Artificial intelligence (AI) technologies have emerged as pivotal enablers across a multitude of industries, including consumer electronics, healthcare, and manufacturing, largely due to their resurgence over the past decade. The transformative power of AI is primarily derived from the utilization of deep neural networks (DNNs), which require extensive data for training and substantial computational resources for processing. Consequently, DNN models are typically trained and deployed on resource-rich cloud servers.

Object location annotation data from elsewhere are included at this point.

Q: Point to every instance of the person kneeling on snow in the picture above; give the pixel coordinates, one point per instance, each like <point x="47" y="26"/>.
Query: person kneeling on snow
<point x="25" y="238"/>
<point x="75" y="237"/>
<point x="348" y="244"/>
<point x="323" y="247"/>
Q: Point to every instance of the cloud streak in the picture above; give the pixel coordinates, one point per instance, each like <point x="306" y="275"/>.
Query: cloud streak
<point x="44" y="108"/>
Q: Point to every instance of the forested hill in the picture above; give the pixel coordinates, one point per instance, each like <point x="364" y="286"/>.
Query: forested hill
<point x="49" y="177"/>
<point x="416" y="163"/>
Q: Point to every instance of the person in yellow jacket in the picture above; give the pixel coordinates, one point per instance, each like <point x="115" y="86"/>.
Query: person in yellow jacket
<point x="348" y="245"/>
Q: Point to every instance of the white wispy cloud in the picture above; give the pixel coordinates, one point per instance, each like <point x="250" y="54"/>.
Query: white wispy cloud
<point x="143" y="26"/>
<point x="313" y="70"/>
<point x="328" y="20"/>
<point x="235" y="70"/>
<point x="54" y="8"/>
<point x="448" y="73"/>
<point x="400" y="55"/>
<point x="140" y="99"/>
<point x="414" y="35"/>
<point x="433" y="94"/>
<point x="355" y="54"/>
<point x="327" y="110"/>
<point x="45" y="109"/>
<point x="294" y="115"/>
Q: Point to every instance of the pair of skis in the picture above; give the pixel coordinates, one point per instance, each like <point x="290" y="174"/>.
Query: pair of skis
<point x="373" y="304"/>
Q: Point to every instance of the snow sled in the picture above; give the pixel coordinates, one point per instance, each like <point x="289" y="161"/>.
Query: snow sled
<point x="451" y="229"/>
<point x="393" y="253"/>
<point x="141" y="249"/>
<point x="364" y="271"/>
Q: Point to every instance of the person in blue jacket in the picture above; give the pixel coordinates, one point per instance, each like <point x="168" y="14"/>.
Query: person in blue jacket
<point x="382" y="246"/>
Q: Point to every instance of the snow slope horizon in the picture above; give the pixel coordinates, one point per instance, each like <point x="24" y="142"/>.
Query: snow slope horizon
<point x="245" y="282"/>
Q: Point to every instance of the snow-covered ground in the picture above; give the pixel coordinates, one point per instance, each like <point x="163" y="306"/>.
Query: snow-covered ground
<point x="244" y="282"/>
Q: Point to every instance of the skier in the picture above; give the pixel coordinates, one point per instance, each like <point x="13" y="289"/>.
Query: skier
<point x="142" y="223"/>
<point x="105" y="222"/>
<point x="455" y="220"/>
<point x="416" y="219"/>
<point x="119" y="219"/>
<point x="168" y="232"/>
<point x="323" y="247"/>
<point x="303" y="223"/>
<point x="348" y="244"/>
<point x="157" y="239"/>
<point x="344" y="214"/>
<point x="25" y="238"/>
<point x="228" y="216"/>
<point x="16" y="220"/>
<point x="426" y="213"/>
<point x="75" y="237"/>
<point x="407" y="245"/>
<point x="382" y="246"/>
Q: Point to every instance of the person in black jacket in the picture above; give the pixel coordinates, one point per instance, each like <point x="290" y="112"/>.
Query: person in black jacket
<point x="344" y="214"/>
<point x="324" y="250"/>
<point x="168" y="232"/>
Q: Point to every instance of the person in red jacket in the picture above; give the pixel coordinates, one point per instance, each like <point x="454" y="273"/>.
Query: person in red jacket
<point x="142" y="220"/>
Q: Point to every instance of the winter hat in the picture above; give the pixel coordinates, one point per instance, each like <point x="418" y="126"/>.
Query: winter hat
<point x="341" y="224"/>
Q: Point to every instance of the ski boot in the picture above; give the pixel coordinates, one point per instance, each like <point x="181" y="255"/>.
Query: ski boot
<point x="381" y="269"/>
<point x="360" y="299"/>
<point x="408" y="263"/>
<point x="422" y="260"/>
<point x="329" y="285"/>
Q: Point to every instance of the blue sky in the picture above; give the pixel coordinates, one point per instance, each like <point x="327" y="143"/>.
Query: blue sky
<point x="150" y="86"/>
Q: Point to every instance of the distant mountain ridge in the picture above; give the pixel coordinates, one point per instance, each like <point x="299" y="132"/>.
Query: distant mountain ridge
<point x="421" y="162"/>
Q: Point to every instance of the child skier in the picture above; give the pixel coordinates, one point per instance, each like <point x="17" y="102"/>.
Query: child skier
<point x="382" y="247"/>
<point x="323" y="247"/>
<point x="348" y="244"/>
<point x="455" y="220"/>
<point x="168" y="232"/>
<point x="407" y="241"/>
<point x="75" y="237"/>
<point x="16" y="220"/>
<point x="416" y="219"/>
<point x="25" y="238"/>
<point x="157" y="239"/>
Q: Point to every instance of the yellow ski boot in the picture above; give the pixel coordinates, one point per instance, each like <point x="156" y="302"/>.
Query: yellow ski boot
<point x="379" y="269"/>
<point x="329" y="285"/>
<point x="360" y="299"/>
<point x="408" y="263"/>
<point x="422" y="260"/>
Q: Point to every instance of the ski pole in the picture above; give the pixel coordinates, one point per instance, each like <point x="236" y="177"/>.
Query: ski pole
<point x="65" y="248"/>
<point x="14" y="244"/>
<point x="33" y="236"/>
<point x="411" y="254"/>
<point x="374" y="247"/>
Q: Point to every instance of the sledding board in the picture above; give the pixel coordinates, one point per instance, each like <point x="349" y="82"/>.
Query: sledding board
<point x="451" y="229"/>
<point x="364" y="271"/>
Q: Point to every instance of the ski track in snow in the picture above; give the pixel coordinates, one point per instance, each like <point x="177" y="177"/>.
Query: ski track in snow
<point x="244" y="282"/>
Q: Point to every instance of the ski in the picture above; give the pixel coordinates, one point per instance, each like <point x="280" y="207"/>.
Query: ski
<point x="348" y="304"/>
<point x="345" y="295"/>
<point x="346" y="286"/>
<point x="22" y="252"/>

However, due to potential latency issues associated with cloud communications, deep learning (DL) workflows are increasingly being transitioned to wireless edge networks near end-user devices (EUDs). This shift is designed to support latency-sensitive applications and has given rise to a new paradigm of edge AI, which will play a critical role in upcoming 6G networks to support ubiquitous AI applications. Despite its potential, edge AI faces substantial challenges, mostly due to the dichotomy between the resource limitations of wireless edge networks and the resource-intensive nature of DL. Specifically, the acquisition of large-scale data, as well as the training and inference processes of DNNs, can rapidly deplete the battery energy of EUDs. This necessitates an energy-conscious approach to edge AI to ensure both optimal and sustainable performance. In this paper, we present a contemporary survey on green edge AI. We commence by analyzing the principal energy consumption components of edge AI systems to identify the fundamental design principles of green edge AI. Guided by these principles, we then explore energy-efficient design methodologies for the three critical tasks in edge AI systems, including training data acquisition, edge training, and edge inference. Finally, we underscore potential future research directions to further enhance the energy efficiency of edge AI.

翻译：人工智能（AI）技术已作为关键赋能者涌现于众多行业，包括消费电子、医疗健康和制造业，这主要得益于过去十年间其复兴。AI的变革性力量主要源于深度神经网络（DNN）的运用，这些网络需要大量数据进行训练，并需要充足的计算资源进行推理处理。因此，DNN模型通常部署在资源丰富的云服务器上进行训练和运行。然而，由于云通信可能引发的延迟问题，深度学习（DL）工作流程正逐渐向靠近终端用户设备（EUD）的无线边缘网络转移。这一转变旨在支持延迟敏感型应用，并催生了边缘AI这一新范式，它将在未来的6G网络中发挥关键作用，以支持无处不在的AI应用。尽管潜力巨大，边缘AI仍面临重大挑战，主要源于无线边缘网络的资源限制与DL的资源密集型特性之间的矛盾。具体而言，大数据的采集、DNN的训练及推理过程均会迅速消耗EUD的电池能量。这就要求边缘AI采用节能方法，以确保最优且可持续的性能。在本文中，我们呈现了一份关于绿色边缘AI的当代综述。首先，我们分析了边缘AI系统的主要能耗组件，以确定绿色边缘AI的基本设计原则。基于这些原则，我们随后探索了边缘AI系统中三项关键任务（包括训练数据采集、边缘训练和边缘推理）的节能设计方法。最后，我们着重指出了未来潜在的研究方向，以进一步提升边缘AI的能效。